The One Tool For Every Pilot Season Audition

Actors pore over the sides as soon as they received their audition details. Especially for a pilot season audition because you want to deliver a flawless audition.

Your drama teacher has drummed into you that every piece of information you need about the character, and your performance, is contained in these pages.

But the clues to your character are found elsewhere. Especially for a pilot season audition


Look at it this way. Every actor going for this part is currently devouring the pages, cramming the lines into their memory. (Again, because your drama teacher has told you, you cannot start to work on the character until you have mastered the lines)

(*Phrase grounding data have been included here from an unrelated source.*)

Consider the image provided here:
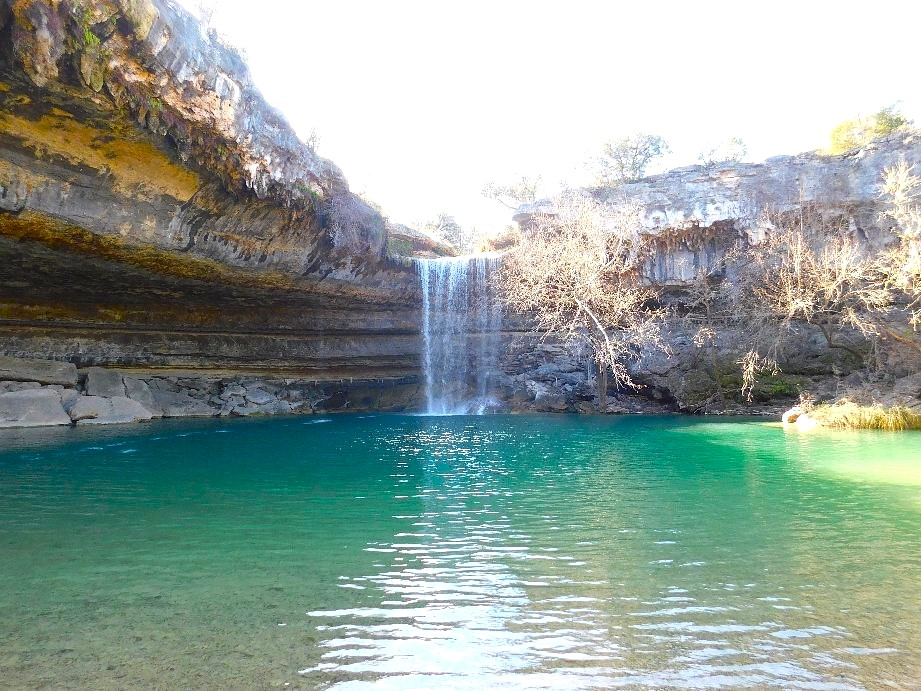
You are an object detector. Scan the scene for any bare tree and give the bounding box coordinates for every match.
[881,161,921,327]
[482,176,541,209]
[736,218,893,396]
[501,195,663,392]
[698,137,748,166]
[195,0,216,29]
[424,213,475,253]
[590,133,669,186]
[306,128,321,153]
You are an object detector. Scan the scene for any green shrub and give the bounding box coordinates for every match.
[826,106,911,155]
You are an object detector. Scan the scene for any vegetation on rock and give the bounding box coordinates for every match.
[589,133,669,186]
[802,399,921,431]
[502,159,921,415]
[698,137,748,166]
[826,105,911,155]
[501,194,663,390]
[482,176,541,209]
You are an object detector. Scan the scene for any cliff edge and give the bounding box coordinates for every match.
[0,0,422,387]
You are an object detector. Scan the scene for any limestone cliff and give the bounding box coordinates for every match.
[515,131,921,285]
[0,0,422,389]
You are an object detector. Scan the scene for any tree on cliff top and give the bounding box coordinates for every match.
[482,176,541,210]
[698,137,748,166]
[590,133,669,187]
[501,195,663,391]
[424,213,475,253]
[826,105,911,155]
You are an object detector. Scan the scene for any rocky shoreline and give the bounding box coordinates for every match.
[0,356,420,428]
[0,352,785,430]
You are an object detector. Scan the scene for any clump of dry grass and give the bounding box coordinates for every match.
[807,399,921,431]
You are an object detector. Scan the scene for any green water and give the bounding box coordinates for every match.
[1,415,920,689]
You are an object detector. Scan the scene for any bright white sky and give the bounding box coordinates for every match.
[181,0,920,232]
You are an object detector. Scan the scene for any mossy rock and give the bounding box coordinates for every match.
[668,367,807,409]
[387,236,415,257]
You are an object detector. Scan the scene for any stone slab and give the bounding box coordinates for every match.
[84,367,126,398]
[0,388,72,427]
[68,395,154,424]
[0,356,78,387]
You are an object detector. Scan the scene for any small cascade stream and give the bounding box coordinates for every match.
[416,254,503,414]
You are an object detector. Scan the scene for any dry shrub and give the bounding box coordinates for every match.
[808,399,921,431]
[501,194,663,388]
[881,161,921,327]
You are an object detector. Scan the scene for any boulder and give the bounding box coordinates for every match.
[152,390,216,417]
[0,389,72,427]
[231,403,262,416]
[232,400,293,417]
[243,387,275,405]
[124,376,162,416]
[84,367,126,397]
[0,381,42,393]
[781,406,803,424]
[68,396,154,424]
[0,356,78,387]
[220,383,246,399]
[60,388,80,408]
[147,378,180,393]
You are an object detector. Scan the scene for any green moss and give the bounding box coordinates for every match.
[755,374,803,399]
[387,237,414,257]
[83,27,101,49]
[294,181,322,208]
[678,366,806,409]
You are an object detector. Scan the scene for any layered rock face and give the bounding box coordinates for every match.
[0,0,423,413]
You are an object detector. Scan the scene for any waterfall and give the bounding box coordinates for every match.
[416,254,503,415]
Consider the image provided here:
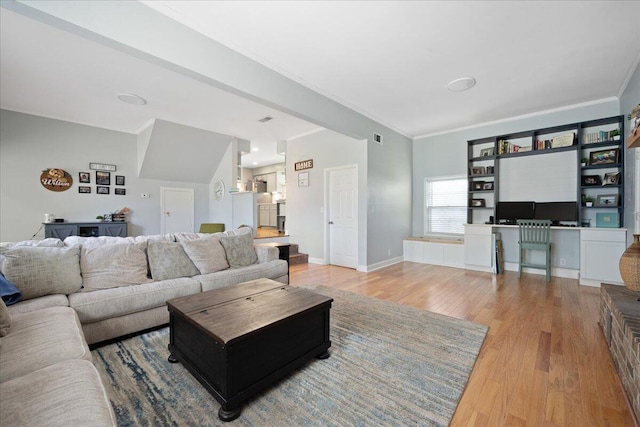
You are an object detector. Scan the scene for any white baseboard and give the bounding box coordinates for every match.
[361,256,404,272]
[308,257,326,265]
[503,262,579,279]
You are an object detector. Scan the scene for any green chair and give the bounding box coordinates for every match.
[517,219,552,282]
[199,223,225,234]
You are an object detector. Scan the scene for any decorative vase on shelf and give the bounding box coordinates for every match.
[619,234,640,291]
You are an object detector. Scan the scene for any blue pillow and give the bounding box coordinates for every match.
[0,273,21,305]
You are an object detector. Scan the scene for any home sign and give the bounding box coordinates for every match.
[294,159,313,171]
[40,168,73,192]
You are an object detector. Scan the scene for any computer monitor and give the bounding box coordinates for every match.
[496,201,535,224]
[534,201,578,224]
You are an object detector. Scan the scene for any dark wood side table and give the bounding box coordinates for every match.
[256,242,291,276]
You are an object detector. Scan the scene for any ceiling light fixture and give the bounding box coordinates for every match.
[252,147,259,152]
[447,77,476,92]
[117,93,147,105]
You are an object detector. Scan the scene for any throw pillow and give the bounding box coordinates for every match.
[80,242,151,291]
[179,234,229,274]
[147,241,200,281]
[0,273,21,305]
[219,232,258,268]
[0,298,10,337]
[0,245,82,300]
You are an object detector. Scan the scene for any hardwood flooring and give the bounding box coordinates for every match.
[289,262,637,426]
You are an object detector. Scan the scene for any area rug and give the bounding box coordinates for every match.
[92,285,488,426]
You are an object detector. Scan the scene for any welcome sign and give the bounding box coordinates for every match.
[40,168,73,192]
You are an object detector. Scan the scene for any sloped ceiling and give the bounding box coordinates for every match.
[138,119,232,183]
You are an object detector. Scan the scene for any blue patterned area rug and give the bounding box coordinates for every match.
[92,285,488,426]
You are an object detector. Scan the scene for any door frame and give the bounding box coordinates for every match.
[160,187,194,234]
[323,164,359,268]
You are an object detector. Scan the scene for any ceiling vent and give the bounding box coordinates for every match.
[373,132,383,145]
[258,116,273,123]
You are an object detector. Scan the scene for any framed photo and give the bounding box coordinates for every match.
[79,172,90,183]
[470,166,486,176]
[470,199,486,207]
[114,188,126,195]
[471,181,485,191]
[602,171,620,186]
[298,171,309,187]
[482,182,494,191]
[596,212,619,228]
[480,147,494,157]
[96,186,110,195]
[588,148,619,166]
[96,171,111,185]
[78,186,91,194]
[595,194,618,207]
[581,175,602,186]
[115,175,125,186]
[486,166,495,175]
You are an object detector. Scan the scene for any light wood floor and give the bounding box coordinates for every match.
[289,262,637,427]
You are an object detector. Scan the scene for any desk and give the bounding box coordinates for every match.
[464,224,626,286]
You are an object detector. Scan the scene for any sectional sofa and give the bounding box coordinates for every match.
[0,227,288,426]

If you are being auditioned, then the casting director or their associate or your agent or …. Someone! ….believes there is a version of this character in you. A version that may be the one they are looking for.

Remind yourself of Hugh Laurie’s audition for House. He did not pop in his self tape because he studied the sides. He popped by delivering his unique blend of English cynicism, sarcasm and contempt. And that is what the producers responded to.


Not his ability. But his refusal to conform and simply do the lines.

To find and develop this ‘disregard’ for the sides – yes, I advocate treating the audition scene as a vehicle, not as a religious parchment – so you must find other forms of research.

Lose yourself in Google. Who is the creator? The producer? The writer? What other projects has this casting director done? What network is it being screened on?

Search images that inspire you to think where the series or the scene is set. What images can you find of the other characters in the scene?


In pilot season the difference between the best audition and the rest, is very very small. And the actor chosen is not the one who delivers the best performance, but the most compelling character.

And this character is not found in the sides. It is found in your inspiration.